Nigel Felton

Personal information
- Full name: Nigel Alfred Felton
- Born: 24 October 1960 (age 65) Guildford, Surrey, England
- Height: 5 ft 7 in (1.70 m)
- Batting: Left-handed
- Bowling: Right arm off spin
- Role: Batsman

Domestic team information
- 1982–1988: Somerset
- 1989–1994: Northamptonshire
- FC debut: 31 July 1982 Somerset v Hampshire
- Last FC: 18 July 1994 Northamptonshire v South Africans
- LA debut: 15 July 1984 Somerset v Glamorgan
- Last LA: 6 July 1994 Northamptonshire v Middlesex

Career statistics
| Competition | First-class | List A |
| Matches | 211 | 160 |
| Runs scored | 10242 | 3564 |
| Batting average | 30.12 | 25.27 |
| 100s/50s | 15/61 | 0/22 |
| Top score | 173* | 96 |
| Balls bowled | 288 | 12 |
| Wickets | 2 | 0 |
| Bowling average | 172.50 | – |
| 5 wickets in innings | 0 | – |
| 10 wickets in match | 0 | – |
| Best bowling | 1/48 | – |
| Catches/stumpings | 122/– | 47/– |
- Source: CricketArchive, 30 September 2008

= Nigel Felton =

English cricketer

Nigel Felton (24 October 1960) is an English former first-class cricketer. A left-handed batsman, Felton played county cricket for Northamptonshire and Somerset and was also an occasional off spin bowler. He scored 15 first-class centuries with a highest score of 173 not out, and scored 1000 runs in a season on five occasions.
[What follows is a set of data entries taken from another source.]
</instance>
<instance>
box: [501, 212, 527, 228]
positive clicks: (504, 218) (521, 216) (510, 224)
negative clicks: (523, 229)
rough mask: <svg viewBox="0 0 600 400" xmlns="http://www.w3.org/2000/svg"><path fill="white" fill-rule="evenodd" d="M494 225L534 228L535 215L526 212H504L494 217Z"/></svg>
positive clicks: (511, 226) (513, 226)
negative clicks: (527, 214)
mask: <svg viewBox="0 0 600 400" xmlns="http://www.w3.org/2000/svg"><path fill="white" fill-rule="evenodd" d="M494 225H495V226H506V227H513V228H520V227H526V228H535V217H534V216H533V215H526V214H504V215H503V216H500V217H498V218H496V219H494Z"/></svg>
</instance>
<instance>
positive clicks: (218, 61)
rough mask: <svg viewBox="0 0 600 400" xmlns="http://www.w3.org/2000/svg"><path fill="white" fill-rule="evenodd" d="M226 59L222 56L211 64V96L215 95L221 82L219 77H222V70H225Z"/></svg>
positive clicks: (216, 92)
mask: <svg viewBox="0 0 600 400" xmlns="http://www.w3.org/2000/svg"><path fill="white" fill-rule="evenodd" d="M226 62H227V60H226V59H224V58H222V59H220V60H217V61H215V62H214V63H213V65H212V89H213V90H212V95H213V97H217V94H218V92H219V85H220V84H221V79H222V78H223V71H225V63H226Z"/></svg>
He captained England Young Cricketers in two test matches and a one-day international on their 1978-79 tour of Australia.

After playing for Kent second XI, he moved to Somerset, where he played more than 100 first-class matches between 1982 and 1988. He received his county cap in 1986. At the end of the 1988 season he moved counties to Northamptonshire, where he was a regular in the team until 1994. His best season was in 1990, scoring 1538 first-class runs at an average of 41.56. He played in two Natwest Trophy finals for Northamptonshire, finishing on the losing side against Lancashire in 1990, and beating Leicestershire two years later.

Since retiring from cricket, he has maintained links with Northamptonshire County Cricket Club, being Commercial director from 1999 to 2002, and serving on both the cricket and general committees. He is currently managing director of a company providing frost and rain protection for sports pitches and racecourses.